Python Pipeline Transform from HDFS

Hi,

Im trying to create a pipeline that will do the following:

  • Read HDFS Folder with multiple JSON Files
  • Use a pipeline to continously read new files
  • Include in the pipeline a transform python script (that will transform the json to python pandas do some transformation and keep only the necessary columns)
  • Load into a MemSQL Columnar Table

Currently my pipeline works withouth the tranform, this is the python script I made:

#!/usr/bin/python

import struct
import sys
from datetime import date, datetime
import time, json, ijson
import pandas as pd
from pandas.io.json import json_normalize

binary_stdin = sys.stdin if sys.version_info < (3, 0) else sys.stdin.buffer
binary_stderr = sys.stderr if sys.version_info < (3, 0) else sys.stderr.buffer
binary_stdout = sys.stdout if sys.version_info < (3, 0) else sys.stdout.buffer

def input_stream():
    """
        Consume STDIN and yield each record that is received from MemSQL
    """
    while True:
        byte_len = binary_stdin.read(8)
        if len(byte_len) == 8:
            byte_len = struct.unpack("L", byte_len)[0]
            result = binary_stdin.read(byte_len)
            yield result
        else:
            assert len(byte_len) == 0, byte_len
            return


def log(message):
    """
        Log an informational message to stderr which will show up in MemSQL in
        the event of transform failure.
    """
    binary_stderr.write(message + b"\n")


def transformToCSV(file):
    with open(file) as jsonFile:
        data = json.load(jsonFile)
        dataNormal = json_normalize(data, sep='_')
        df = pd.DataFrame(dataNormal)
        df['timestamp'] = pd.to_datetime(df['timestamp'])
        df['date'] = pd.to_datetime(df['timestamp']).dt.date
        df = df[["metric_id","timestamp","date","service","type",
                 "scene","name","observation","observation"]]
        dfFinal = df.to_csv(df, encoding="utf-8",index=False)
    binary_stdout.write(dfFinal)

log(b"Begin transform")

# We start the transform here by reading from the input_stream() iterator.
for data in input_stream():
    # Since this is an identity transform we just emit what we receive.
    transformToCSV(data)

log(b"End transform")

But when I test the pipeline I get the following error:
ERROR: ImportedOS::ExecuteSubprocessAsync()

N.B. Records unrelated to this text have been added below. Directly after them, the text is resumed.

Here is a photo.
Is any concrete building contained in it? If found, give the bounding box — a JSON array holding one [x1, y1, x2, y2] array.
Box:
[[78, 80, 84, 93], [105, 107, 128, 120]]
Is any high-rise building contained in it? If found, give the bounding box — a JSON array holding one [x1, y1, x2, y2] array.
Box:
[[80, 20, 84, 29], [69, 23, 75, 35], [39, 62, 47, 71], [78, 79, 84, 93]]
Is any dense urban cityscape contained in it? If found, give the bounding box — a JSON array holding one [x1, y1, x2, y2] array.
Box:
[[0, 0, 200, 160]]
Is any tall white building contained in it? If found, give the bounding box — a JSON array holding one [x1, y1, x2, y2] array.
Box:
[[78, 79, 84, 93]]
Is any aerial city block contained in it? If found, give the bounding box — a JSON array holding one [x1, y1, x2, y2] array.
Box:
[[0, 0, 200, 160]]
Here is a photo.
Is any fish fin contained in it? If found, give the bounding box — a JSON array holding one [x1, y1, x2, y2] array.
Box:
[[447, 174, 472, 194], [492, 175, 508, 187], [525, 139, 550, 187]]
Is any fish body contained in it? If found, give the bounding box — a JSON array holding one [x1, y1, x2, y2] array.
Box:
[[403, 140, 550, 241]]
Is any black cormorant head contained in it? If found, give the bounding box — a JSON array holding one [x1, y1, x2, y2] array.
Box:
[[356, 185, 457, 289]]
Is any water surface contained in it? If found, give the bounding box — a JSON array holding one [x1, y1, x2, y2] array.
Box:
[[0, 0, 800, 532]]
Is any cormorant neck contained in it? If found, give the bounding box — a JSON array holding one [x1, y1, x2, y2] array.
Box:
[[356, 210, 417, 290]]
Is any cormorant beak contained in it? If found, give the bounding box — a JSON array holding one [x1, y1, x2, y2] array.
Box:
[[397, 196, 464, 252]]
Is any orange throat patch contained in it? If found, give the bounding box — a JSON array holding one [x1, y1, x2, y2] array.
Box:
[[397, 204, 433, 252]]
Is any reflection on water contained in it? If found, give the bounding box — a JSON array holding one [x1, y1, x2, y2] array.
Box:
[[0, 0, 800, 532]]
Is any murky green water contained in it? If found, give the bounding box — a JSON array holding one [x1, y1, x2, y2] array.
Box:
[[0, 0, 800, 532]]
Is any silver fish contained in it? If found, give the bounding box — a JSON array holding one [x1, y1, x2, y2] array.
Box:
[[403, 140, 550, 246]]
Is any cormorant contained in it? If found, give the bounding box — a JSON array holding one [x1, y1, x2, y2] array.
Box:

(Pipeline without the transform works just fine)

What I am missing? I couldn’t find any example of using pipelines transform with hdfs data.

Thanks,

1 Like

This transform looks like its trying to use the kafka transform protocol. The HDFS (and S3 and FS and Azure) transform protocol is actually much simpler, it just receives the file on stdin and writes the output to stdout. Thus you don’t need the input_stream function at all.

Hope this helps,

Also, its worth noting that we have direct JSON ingest in 6.7 and later, so you don’t even need to convert to CSV. SingleStoreDB Cloud · SingleStore Documentation. You do, in 6.7, need to say what values in the json you output map to what values in your table, but once you’ve constructed a dict (call it obj) in python, you can simply do print json.dumps(obj) and it to emit the record.

1 Like

If it’s possible to express your data transformations as SQL expressions, I’d also recommend transforming data using CREATE PIPELINE’s optional SET clause and omitting the TRANSFORM clause from CREATE PIPELINE entirely. Piping data through any transform has overhead that’s worth avoiding. And in your particular case, even if the transform outputs JSON instead of CSV, it’ll still involve parsing JSON in python.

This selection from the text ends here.